Question

Energy released when two deuterons $ \text{(H}_2\text{)} $ fuse to form a helium nucleus $ \text{(He}_4\text{)} $ is:

• A. 8.1 MeV
• B. 5.9 MeV
• C. 23.6 MeV
• D. 26.8 MeV

Hint:

The energy released in a nuclear fusion reaction can be calculated using the binding energy per nucleon of the reactants and products.

Answer 1

The Correct Option is C

Given: - Binding energy per nucleon of \( \text{H}_2^1 \) = 1.1 MeV 
- Binding energy per nucleon of \( \text{He}_4^2 \) = 7.0 MeV 
The energy released \( Q \) is the difference between the binding energy of the reactants and products: \[ E_B = \text{BE}_{\text{reactant}} - \text{BE}_{\text{product}} \] \[ E_B = 1.1 \times 2 + 1.1 \times 2 - 7 \times 4 = 23.6 \, \text{MeV} \] Thus, the energy released is: \[ Q = 23.6 \, \text{MeV} \]

Answer 2

We are asked to find the energy released when two deuterons \( (\text{H}_2) \) fuse to form one helium nucleus \( (\text{He}_4) \).

Concept Used:

The energy released in a nuclear fusion reaction is due to the mass defect and is given by Einstein’s relation:

\[ E = \Delta m\,c^2 \]

where \( \Delta m \) is the decrease in mass (mass defect) between reactants and products.

Step-by-Step Solution:

Step 1: Write the nuclear fusion reaction.

\[ {}^2_1\text{H} + {}^2_1\text{H} \longrightarrow {}^4_2\text{He} \]

Step 2: Write the approximate atomic masses involved (in atomic mass units, u):

\[ m({}^2_1\text{H}) = 2.0141\,\text{u}, \quad m({}^4_2\text{He}) = 4.0026\,\text{u} \]

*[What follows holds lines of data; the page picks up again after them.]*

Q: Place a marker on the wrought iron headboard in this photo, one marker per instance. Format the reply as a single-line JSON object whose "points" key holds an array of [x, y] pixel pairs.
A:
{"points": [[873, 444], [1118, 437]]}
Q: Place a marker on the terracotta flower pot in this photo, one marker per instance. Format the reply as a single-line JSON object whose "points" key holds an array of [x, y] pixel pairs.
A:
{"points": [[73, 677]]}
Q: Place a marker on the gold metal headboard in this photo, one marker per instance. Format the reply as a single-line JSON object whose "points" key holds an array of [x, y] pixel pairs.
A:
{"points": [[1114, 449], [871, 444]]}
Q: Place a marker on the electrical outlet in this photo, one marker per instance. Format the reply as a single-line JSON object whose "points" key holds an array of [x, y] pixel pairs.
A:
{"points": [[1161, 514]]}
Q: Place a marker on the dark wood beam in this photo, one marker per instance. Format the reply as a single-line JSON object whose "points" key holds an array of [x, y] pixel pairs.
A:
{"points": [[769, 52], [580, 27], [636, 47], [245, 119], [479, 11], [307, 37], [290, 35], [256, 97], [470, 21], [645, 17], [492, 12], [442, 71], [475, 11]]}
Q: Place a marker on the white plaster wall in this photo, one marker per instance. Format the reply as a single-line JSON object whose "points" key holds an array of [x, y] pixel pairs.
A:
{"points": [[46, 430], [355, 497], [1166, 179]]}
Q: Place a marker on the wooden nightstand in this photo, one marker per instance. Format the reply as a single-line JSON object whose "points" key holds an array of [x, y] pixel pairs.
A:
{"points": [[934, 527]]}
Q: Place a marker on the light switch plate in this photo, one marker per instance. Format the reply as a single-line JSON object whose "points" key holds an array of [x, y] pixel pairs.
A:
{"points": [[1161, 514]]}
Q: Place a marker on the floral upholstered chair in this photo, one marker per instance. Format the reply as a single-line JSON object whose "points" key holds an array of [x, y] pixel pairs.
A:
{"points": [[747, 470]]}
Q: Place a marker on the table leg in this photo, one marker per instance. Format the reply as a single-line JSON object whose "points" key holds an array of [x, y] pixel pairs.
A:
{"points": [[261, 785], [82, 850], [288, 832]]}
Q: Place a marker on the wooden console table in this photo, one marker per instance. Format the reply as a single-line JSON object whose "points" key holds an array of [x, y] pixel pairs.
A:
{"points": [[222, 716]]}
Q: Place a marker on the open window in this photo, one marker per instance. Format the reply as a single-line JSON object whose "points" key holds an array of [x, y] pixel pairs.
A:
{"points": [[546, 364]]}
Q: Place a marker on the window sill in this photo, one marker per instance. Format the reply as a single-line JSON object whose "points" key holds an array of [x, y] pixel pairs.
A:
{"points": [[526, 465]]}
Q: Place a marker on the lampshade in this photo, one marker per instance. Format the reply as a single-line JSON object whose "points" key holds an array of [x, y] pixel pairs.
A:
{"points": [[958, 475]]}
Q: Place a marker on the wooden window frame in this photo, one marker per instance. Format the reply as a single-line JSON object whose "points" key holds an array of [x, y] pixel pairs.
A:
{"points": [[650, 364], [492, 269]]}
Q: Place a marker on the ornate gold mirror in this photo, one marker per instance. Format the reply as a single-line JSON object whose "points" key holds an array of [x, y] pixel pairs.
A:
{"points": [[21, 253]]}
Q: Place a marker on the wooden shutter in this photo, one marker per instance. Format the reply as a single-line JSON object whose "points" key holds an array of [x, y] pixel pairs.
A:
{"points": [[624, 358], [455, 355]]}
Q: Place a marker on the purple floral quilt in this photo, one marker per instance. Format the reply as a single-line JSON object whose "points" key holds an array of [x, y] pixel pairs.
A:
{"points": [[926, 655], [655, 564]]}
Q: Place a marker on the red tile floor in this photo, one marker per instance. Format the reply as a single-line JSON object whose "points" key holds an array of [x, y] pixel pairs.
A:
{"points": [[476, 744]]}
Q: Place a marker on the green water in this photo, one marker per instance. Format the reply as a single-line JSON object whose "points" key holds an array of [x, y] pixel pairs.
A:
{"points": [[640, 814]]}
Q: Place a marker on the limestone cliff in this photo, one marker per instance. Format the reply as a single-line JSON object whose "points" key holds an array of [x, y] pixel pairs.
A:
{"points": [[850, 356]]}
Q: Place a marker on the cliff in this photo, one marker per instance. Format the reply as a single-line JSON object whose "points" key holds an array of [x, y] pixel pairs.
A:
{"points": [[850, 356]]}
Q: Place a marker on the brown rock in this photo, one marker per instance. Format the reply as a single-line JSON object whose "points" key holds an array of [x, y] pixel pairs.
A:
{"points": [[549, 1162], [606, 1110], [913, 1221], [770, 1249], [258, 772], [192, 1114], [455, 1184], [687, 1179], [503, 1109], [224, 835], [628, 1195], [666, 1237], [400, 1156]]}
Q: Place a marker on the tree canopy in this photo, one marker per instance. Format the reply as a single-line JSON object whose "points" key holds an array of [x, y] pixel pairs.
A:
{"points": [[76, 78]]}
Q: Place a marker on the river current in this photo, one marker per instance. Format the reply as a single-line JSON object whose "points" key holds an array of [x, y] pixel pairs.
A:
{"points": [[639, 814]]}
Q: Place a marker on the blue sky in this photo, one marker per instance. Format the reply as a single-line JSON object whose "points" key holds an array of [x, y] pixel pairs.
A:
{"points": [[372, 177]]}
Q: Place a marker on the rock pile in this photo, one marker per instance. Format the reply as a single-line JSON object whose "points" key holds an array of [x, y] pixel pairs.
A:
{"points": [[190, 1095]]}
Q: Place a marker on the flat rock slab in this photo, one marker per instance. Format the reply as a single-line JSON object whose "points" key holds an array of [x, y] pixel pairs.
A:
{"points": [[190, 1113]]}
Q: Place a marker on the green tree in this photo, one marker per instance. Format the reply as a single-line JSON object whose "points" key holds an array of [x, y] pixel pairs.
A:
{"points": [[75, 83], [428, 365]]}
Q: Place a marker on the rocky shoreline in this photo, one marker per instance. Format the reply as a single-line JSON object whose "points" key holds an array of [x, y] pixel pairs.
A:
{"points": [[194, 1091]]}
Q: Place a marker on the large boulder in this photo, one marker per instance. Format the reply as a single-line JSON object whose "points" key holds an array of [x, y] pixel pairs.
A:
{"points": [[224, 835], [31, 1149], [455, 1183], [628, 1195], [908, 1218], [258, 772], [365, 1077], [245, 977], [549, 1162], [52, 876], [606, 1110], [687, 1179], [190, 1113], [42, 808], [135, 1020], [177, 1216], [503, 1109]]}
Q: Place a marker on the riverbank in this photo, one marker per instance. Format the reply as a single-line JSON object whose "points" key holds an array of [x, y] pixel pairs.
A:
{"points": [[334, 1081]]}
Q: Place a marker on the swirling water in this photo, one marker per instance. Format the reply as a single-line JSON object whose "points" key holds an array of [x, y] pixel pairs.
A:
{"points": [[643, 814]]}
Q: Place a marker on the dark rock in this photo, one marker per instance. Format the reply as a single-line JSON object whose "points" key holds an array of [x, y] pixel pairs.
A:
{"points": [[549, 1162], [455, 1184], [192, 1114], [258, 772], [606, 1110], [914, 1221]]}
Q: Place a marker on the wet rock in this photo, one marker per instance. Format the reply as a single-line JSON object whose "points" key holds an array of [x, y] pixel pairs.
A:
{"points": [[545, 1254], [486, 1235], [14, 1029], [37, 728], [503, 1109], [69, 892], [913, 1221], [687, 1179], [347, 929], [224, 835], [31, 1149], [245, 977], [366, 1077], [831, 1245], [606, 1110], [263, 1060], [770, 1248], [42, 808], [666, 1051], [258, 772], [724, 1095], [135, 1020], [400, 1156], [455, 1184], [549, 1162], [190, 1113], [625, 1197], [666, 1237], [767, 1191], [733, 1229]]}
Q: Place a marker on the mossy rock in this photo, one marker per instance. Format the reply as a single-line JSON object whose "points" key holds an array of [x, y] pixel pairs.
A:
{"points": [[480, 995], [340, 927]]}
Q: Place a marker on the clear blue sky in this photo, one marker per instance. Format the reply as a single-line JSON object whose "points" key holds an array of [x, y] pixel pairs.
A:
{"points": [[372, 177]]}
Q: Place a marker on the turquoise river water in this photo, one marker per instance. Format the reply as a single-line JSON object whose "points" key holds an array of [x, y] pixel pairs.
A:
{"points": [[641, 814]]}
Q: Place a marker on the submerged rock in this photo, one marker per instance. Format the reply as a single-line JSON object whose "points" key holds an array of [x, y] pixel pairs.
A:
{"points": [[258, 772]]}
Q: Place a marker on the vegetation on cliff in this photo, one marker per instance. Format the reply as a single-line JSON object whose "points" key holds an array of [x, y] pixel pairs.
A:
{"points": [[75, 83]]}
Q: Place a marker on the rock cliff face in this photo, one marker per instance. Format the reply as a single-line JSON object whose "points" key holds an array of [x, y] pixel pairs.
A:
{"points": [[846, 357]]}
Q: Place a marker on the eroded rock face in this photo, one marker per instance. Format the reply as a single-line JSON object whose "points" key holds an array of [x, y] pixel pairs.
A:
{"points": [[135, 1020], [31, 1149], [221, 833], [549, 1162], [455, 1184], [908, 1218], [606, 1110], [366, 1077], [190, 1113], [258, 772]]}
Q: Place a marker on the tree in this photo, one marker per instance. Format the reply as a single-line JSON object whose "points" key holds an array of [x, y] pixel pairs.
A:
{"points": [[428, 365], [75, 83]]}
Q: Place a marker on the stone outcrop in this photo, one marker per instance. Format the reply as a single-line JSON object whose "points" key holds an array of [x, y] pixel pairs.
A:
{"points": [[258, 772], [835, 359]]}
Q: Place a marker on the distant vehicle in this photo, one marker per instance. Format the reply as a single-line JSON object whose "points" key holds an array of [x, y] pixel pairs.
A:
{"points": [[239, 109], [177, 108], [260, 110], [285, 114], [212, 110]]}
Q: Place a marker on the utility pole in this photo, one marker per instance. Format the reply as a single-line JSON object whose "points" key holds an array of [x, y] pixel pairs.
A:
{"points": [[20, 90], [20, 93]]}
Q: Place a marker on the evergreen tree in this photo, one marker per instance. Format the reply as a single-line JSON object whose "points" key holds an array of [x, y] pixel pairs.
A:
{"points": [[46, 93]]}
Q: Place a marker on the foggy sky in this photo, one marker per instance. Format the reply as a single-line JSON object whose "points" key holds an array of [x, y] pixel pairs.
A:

Step 3: Compute the mass defect:

\[ \Delta m = \text{mass of reactants} - \text{mass of product} \] \[ \Delta m = [2 \times 2.0141] - 4.0026 = 4.0282 - 4.0026 = 0.0256\,\text{u} \]

Step 4: Convert this mass defect into energy using the conversion factor \( 1\,\text{u} = 931.5\,\text{MeV}/c^2 \):

\[ E = \Delta m \times 931.5 = 0.0256 \times 931.5 = 23.85\,\text{MeV} \]

Final Computation & Result:

The energy released when two deuterons fuse to form a helium nucleus is approximately:

\[ \boxed{E \approx 23.8\,\text{MeV}} \]

Hence, about 23.8 MeV of energy is released in the fusion of two deuterons to form one helium nucleus.